Study: Measuring the impact of extreme waves on offshore structures

Strong storms can trigger steep, breaking waves that slam into platforms and wind turbines with tremendous force. Scientists at NTNU and SINTEF are studying the behaviour of offshore structures subjected to these kinds of waves. Their goal is to increase safety at sea.

Study: Measuring the impact of extreme waves on offshore structures
Photo: Sleipner A platform/Equinor

The force of waves slamming into offshore rigs, wind turbine pillars, ships or other offshore structures can do an enormous amount of damage.

One of the fundamental – and unresolved – problems with designing these kinds of large structures is being able to predict exactly how they will react to extreme stresses. What exactly is the load from the force of powerful waves slamming into structures?

Solving these challenges will be a major step towards safer and more cost-effective marine operations.

Rene Kaufmann says:

“It’s crucial to understand the mutual interaction between the impacting wave and the response of the structure.”

Kaufmann is a postdoctoral fellow at the NTNU SIMLab (Structural Impact Laboratory) and one of the researchers in the SLADE KPN project. This is a Knowledge-building Project for Industry (KPN) funded by the Research Council of Norway, in which researchers from SINTEF Ocean and NTNU are collaborating on basic research. The overall goal is to increase the safety at sea.

Photo: Vegard Aune, SIMLab

It’s important to expand what’s known about these challenges, but that will require systematic experimental studies of wave-impact scenarios. The project will do exactly that, which should allow researchers to figure out how a structure’s behaviour interacts with the loads that are applied to it.

The researchers are developing experimental methods to measure this interaction. Better calculation methods can help the industry when new offshore structures are designed.

Kaufmann’s focus is measuring the impact of local surface deformations from massive loads.

One important aspect of Kaufmann’s research is to make sure the measuring equipment itself doesn’t affect the structure’s properties. Researchers at SIMLab have used their experience with camera-based techniques to measure the structural response to loads from impacts and explosions.

Kaufmann, along with fellow researchers Bjørn Christian Abrahamsen from SINTEF Ocean Transport & Energy and project engineers Trond Auestad (SIMLab) and Jens Åge Havmo (SINTEF Ocean), recently spent several days in the Ocean Basin Laboratory at Tyholt in Trondheim, where they conducted wave slamming tests on small-scale models.

The researchers tested the measurement technique they had worked out, which involves measuring the load as the wave strikes the structure.

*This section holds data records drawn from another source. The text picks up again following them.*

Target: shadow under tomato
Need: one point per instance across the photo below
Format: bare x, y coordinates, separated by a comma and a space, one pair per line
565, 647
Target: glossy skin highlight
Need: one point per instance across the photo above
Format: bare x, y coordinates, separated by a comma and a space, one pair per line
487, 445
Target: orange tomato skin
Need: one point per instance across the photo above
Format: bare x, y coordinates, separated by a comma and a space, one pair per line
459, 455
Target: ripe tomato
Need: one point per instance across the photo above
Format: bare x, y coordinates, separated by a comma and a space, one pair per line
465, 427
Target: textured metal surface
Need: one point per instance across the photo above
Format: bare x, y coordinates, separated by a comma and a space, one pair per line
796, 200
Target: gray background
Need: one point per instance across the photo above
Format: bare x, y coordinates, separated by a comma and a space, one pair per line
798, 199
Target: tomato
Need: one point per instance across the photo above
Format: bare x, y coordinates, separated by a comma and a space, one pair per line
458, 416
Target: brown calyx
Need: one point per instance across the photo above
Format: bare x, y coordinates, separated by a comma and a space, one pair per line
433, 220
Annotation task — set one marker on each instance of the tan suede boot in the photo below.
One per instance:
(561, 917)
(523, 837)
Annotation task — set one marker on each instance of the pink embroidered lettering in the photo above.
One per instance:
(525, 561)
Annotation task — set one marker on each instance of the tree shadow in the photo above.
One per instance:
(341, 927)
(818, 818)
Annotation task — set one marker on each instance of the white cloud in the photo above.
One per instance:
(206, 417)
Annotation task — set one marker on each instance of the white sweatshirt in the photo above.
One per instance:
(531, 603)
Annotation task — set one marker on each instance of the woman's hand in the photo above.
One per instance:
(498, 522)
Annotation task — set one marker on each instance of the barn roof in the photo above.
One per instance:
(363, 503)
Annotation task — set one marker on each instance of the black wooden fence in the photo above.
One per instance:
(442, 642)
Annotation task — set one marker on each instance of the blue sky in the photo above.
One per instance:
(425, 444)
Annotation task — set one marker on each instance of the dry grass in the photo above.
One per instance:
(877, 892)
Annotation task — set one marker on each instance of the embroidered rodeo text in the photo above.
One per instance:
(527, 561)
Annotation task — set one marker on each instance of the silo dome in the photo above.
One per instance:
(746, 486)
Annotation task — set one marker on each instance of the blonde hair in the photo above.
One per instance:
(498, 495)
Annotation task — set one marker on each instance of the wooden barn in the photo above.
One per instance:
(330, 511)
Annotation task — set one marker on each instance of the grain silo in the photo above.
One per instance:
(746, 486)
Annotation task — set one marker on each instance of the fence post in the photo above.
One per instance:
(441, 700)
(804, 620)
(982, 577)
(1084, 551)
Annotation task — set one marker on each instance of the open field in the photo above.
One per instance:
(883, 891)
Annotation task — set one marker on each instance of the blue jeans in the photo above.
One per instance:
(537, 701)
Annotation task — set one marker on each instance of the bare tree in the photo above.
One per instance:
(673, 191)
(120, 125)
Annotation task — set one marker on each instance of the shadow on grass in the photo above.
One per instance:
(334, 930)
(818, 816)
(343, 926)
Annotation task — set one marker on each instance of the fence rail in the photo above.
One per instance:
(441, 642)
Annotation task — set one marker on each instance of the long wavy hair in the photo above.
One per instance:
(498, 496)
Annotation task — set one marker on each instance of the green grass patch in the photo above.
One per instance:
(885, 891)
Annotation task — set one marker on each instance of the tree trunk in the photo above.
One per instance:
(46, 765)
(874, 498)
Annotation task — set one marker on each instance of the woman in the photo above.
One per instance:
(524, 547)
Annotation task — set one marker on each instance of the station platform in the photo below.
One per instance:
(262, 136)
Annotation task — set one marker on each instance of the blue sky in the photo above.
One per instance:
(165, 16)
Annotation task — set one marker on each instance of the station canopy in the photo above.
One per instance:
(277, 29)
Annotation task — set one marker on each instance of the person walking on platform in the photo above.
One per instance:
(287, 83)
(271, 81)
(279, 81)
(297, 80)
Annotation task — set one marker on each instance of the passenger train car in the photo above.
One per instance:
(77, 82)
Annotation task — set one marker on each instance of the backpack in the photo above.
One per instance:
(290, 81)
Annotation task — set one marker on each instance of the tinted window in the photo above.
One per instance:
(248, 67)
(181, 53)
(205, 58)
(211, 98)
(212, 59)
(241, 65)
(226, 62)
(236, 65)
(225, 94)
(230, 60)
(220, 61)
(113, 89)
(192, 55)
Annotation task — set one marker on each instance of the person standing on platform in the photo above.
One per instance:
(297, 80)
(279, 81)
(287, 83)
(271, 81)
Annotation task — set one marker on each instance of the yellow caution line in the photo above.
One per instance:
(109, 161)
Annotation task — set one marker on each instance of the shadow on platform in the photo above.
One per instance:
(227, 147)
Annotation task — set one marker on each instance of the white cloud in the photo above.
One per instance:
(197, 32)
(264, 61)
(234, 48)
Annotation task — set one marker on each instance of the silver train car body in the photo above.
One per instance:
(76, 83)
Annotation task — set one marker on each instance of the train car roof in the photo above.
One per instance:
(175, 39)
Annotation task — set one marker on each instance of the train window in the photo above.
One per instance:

Today, this is measured with point meters that rely on wires. The SLADE team has been exploring the use of lasers and camera techniques that not only provide measurements at a given point, but can potentially determine in time and space how the entire incoming wave field evolves as it approaches the structure.

This development is leading to another goal for SLADE, that of bridging the gap between physical tests and reliable computer simulations.

The researchers recreated breaking waves in the basin, causing them to slam into a flat steel plate. The plate was integrated into a steel pillar representing a scaled-down steel structure at sea.

SLADE KPN was launched in 2019, but the partners involved have a long shared history of collaboration.